There is increasing talk of “fractured families” in rural KwaZulu-Natal, with allegiances split between an embattled Inkatha Freedom Party, an ANC that is steadily growing its electoral support in far-flung parts of the province and the nascent National Freedom Party (NFP).
This week the NFP, a breakaway party formed in February by the IFP’s former national chairperson, Zanele Magwaza-Msibi, announced the embarrassing defection from the IFP of Nelisiwe Mncwango.
Mncwango is director of community services at the Nongoma local municipality, but she is also the wife of Inkatha’s national organiser, Albert Mncwango. He refused to comment on “a family matter” but remained defiant that defections to the NFP — 170 sitting municipal councillors and several mayors to date, in addition to ordinary members — had “rid the IFP of deadwood”.
“The process for drawing up lists of candidates has been very smooth in the aftermath of this whole VZ [Magwaza-Msibi’s nickname] thing and we have fresh people coming in to invigorate the party,” said Albert Mncwango. The IFP is contesting all wards in KwaZulu-Natal, he said, and is confident of defending “all the municipalities we currently hold” while also capturing “strategic municipalities”.
These include Richards Bay, “which we lost to the ANC because of [the now-defunct] floor-crossing”, and Pietermaritzburg, “where they have been messing up [to the extent that former mayor Zanele Hlatshwayo and her entire executive were removed by the provincial government last year]”.
Going into May’s local government elections the IFP holds 32 of the province’s municipalities and the ANC 29. It is a slim lead that analysts feel may be overturned, given the IFP’s consistently declining electoral fortunes since the 1994 general election when it won 50,32% of the provincial vote compared with the ANC’s 32,23%. In the 2009 general election the IFP slipped to 22,4% of the provincial vote, while the ANC jumped to 62,94%.
‘Fishing for votes’
Albert Mncwango conceded that the introduction of the NFP meant both parties were “fishing from the same pond” for votes in areas such as Zululand — considered the IFP traditional heartland but from which Magwaza-Msibi, formerly a popular district mayor there, has welcomed 72 defecting IFP councillors.
The ANC’s provincial head of campaigns, Nhlakanipho Ntombela, said that his party was also “more free to campaign and electioneer” in Zululand towns such as Ulundi and Nongoma because “the IFP is focusing on making these areas no-go zones for the NFP, not us”.
Andile Biyela, NFP spokesperson, agreed that his party is “suffering the brunt of intimidatory IFP tactics to stop us campaigning in certain areas, like in T-section [in] Umlazi recently, where our members had stones thrown at their homes and gunshots fired nearby on the eve of a meeting”. Meanwhile, the ANC held a successful rally in Nongoma last weekend.
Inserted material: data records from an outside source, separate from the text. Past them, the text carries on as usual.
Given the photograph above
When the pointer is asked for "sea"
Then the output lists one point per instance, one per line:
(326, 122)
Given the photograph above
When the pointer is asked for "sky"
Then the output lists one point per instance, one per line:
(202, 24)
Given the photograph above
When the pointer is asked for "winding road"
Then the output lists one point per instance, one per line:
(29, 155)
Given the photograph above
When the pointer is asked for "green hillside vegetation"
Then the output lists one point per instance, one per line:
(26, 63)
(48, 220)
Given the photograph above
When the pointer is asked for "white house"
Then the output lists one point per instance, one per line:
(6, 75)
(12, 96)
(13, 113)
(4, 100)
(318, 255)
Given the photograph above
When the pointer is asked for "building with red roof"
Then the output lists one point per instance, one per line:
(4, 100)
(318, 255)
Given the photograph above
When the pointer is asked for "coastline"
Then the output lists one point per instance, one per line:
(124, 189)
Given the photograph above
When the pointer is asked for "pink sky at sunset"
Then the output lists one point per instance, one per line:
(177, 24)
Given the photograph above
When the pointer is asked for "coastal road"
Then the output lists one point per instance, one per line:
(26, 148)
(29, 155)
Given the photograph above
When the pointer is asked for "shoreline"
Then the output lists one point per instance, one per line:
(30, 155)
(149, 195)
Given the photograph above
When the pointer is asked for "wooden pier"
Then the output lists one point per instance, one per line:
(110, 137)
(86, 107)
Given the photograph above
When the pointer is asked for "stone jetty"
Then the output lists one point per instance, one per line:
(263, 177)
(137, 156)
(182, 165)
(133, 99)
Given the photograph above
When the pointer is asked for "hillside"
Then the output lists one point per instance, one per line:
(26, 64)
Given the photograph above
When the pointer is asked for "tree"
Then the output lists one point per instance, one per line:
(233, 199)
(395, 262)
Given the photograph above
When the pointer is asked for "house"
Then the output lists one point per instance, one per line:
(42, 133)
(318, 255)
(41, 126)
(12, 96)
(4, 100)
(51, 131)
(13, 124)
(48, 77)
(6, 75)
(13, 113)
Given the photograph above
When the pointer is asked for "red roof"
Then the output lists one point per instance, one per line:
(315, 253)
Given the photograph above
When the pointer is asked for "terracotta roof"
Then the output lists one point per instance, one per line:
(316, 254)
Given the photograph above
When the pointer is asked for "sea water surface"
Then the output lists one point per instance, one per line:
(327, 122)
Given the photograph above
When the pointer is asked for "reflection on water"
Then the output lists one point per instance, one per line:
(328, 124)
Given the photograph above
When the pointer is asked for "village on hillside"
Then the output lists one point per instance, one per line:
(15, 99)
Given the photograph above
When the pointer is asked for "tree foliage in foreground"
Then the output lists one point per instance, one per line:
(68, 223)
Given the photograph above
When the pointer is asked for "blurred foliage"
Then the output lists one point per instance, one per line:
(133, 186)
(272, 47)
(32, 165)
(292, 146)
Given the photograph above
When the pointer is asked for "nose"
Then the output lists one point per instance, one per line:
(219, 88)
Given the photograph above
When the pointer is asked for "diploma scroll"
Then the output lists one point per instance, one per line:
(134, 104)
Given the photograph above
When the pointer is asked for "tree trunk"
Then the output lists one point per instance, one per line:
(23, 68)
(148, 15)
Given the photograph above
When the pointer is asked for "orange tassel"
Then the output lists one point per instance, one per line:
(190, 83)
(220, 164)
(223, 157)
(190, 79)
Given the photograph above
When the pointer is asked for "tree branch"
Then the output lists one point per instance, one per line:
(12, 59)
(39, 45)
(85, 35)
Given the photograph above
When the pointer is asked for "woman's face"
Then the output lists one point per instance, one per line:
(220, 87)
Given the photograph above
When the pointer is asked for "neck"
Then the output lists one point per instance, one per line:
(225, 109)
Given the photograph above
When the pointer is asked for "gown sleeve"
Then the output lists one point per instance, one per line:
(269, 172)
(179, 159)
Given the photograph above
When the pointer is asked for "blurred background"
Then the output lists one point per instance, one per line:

Ntombela said: “We could walk around the town with ANC T-shirts on without being hassled, whereas previously you needed the police commissioner to accompany you here.”
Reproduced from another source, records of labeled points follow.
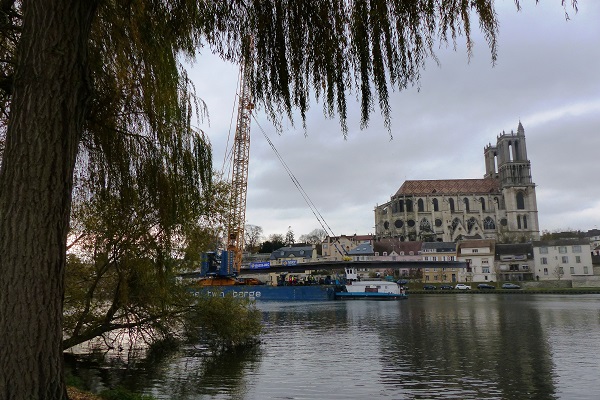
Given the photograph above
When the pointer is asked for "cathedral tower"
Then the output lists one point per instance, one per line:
(513, 170)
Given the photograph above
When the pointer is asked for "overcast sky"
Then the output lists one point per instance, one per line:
(547, 76)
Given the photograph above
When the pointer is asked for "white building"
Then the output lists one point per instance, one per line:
(562, 259)
(479, 254)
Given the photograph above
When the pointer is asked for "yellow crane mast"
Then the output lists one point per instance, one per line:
(239, 172)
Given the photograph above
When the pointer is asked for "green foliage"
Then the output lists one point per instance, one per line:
(125, 256)
(225, 323)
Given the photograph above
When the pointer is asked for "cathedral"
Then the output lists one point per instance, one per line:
(502, 205)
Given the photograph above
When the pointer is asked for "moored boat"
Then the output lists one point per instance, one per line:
(357, 289)
(273, 293)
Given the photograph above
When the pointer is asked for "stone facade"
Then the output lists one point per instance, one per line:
(502, 205)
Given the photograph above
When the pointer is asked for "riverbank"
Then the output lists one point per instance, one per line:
(76, 394)
(511, 291)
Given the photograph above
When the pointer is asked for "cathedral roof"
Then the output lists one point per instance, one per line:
(449, 187)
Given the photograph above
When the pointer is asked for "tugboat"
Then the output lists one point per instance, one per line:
(372, 289)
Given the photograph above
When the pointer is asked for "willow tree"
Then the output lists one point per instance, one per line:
(97, 84)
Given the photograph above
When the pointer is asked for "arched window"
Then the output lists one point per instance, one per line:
(471, 222)
(455, 223)
(488, 223)
(520, 201)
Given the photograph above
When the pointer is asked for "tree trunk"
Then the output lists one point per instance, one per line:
(50, 96)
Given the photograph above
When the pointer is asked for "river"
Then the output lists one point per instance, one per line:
(450, 346)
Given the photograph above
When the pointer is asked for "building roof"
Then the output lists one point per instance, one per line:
(441, 247)
(360, 250)
(560, 242)
(513, 249)
(356, 238)
(287, 252)
(477, 243)
(449, 187)
(390, 245)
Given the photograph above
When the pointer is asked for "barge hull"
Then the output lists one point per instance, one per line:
(271, 293)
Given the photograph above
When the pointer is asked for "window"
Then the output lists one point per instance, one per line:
(520, 201)
(471, 223)
(488, 223)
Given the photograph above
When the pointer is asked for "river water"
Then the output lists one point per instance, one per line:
(450, 346)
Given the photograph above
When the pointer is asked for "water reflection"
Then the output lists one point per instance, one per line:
(428, 347)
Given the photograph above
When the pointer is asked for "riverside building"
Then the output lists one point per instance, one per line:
(501, 206)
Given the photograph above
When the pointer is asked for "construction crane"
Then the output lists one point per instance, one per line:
(239, 171)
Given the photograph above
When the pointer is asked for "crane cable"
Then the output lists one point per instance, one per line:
(305, 195)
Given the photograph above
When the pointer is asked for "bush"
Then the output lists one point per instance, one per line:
(120, 393)
(224, 323)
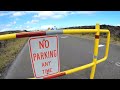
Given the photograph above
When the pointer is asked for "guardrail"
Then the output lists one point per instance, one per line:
(93, 64)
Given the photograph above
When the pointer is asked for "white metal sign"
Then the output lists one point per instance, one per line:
(44, 53)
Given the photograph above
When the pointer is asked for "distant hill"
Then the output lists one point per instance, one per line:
(10, 31)
(115, 30)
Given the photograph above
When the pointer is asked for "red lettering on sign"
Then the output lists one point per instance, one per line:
(47, 71)
(38, 56)
(51, 53)
(44, 44)
(44, 64)
(45, 55)
(55, 53)
(34, 56)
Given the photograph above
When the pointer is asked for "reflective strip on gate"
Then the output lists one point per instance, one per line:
(93, 64)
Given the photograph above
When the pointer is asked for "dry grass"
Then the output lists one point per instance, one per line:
(8, 54)
(113, 40)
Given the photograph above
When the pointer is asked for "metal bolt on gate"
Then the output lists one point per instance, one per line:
(91, 65)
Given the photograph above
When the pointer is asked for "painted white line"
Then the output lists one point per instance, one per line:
(117, 64)
(101, 45)
(64, 37)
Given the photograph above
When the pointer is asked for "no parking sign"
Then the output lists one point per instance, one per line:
(44, 54)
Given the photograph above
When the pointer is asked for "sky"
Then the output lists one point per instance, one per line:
(42, 20)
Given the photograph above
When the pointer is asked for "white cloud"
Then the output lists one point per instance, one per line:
(85, 12)
(20, 13)
(44, 14)
(32, 22)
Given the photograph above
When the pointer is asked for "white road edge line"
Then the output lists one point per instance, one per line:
(64, 37)
(101, 45)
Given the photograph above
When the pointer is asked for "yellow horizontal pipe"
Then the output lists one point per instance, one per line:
(78, 68)
(7, 36)
(101, 60)
(104, 30)
(77, 31)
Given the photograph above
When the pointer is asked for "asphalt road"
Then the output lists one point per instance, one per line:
(73, 52)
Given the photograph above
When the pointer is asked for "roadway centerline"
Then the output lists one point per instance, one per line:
(101, 45)
(64, 37)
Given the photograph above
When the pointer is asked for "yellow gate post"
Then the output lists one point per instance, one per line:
(95, 54)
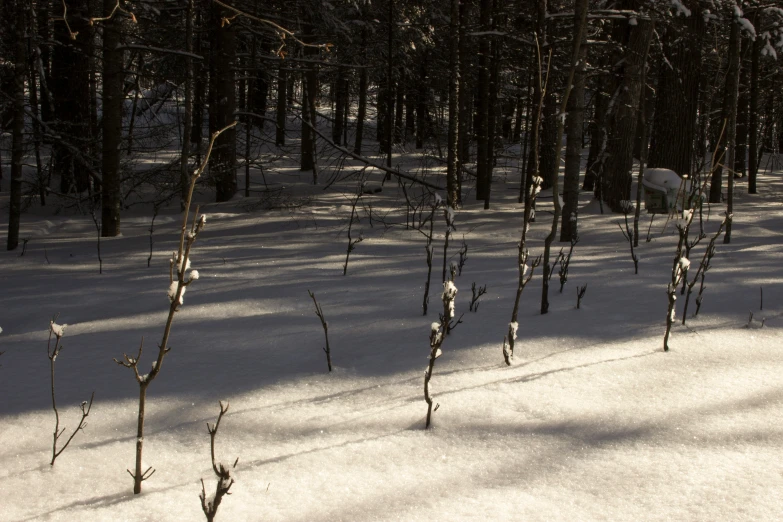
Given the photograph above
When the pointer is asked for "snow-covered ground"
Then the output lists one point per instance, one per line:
(592, 422)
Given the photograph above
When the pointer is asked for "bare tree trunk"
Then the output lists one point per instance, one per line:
(729, 115)
(616, 181)
(452, 166)
(677, 97)
(222, 103)
(113, 76)
(17, 126)
(753, 146)
(580, 25)
(362, 114)
(483, 168)
(573, 155)
(188, 123)
(282, 88)
(732, 84)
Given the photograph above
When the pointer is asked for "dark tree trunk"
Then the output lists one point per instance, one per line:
(340, 105)
(483, 167)
(452, 169)
(616, 182)
(17, 125)
(677, 100)
(753, 130)
(357, 148)
(222, 103)
(71, 91)
(421, 105)
(113, 95)
(729, 113)
(184, 175)
(282, 88)
(573, 155)
(743, 103)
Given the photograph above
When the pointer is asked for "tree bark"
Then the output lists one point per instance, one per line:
(616, 181)
(573, 155)
(452, 165)
(17, 125)
(677, 101)
(113, 96)
(222, 103)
He said he believed a “new dynamic” was at work in rural KwaZulu-Natal since the NFP’s formation, with increasing political tolerance because some families had members with different political loyalties. “We are having normal engagements with young people from different parties about normal political matters without the threat of violence — even with the Caprivi-trained IFP guys,” he said.
Voting patterns in the province since 1994 suggest that the ANC is making gains in traditionally pro-IFP areas. Ntombela suggested that this “needed to be built on” as the IFP focused attention on the NFP. Areas such as the Emnambithi (Ladysmith) local municipality will be hotly contested in the elections. Emnambithi, with the Indaka, Umtshezi (Estcourt), Okhahlamba and Imbabazane local municipalities, fall under the uThukela district municipality.
The NFP recently welcomed the defection of 45 IFP councillors from the Ladysmith area, including the mayors of Indaka, Okhahlamba and Umtshezi. At the same time the ANC has made steady electoral gains in these areas. In Umtshezi the IFP won 47,13% of the vote in the 2006 local government elections compared with the ANC’s 34,85%, but the latter edged out the former in the 2009 general election with 45,47% of the vote compared with the IFP’s 44,63%.
In Indaka the ANC garnered 17,49% in the 2006 local government election compared with the IFP’s 76,62%. But in 2009 the ANC closed in on the IFP, winning 42,24% compared with the IFP’s 53,89%. University of KwaZulu-Natal political scientist Zakhele Ndlovu said that May’s local government elections “could prove to be the final nail in the coffin for the IFP”.
“The NFP will take a lot of support away from the IFP, especially in areas like Zululand. But even if the NFP did not exist, the ANC has shown growth in areas such as northern KwaZulu-Natal and it appears likely to continue doing so.”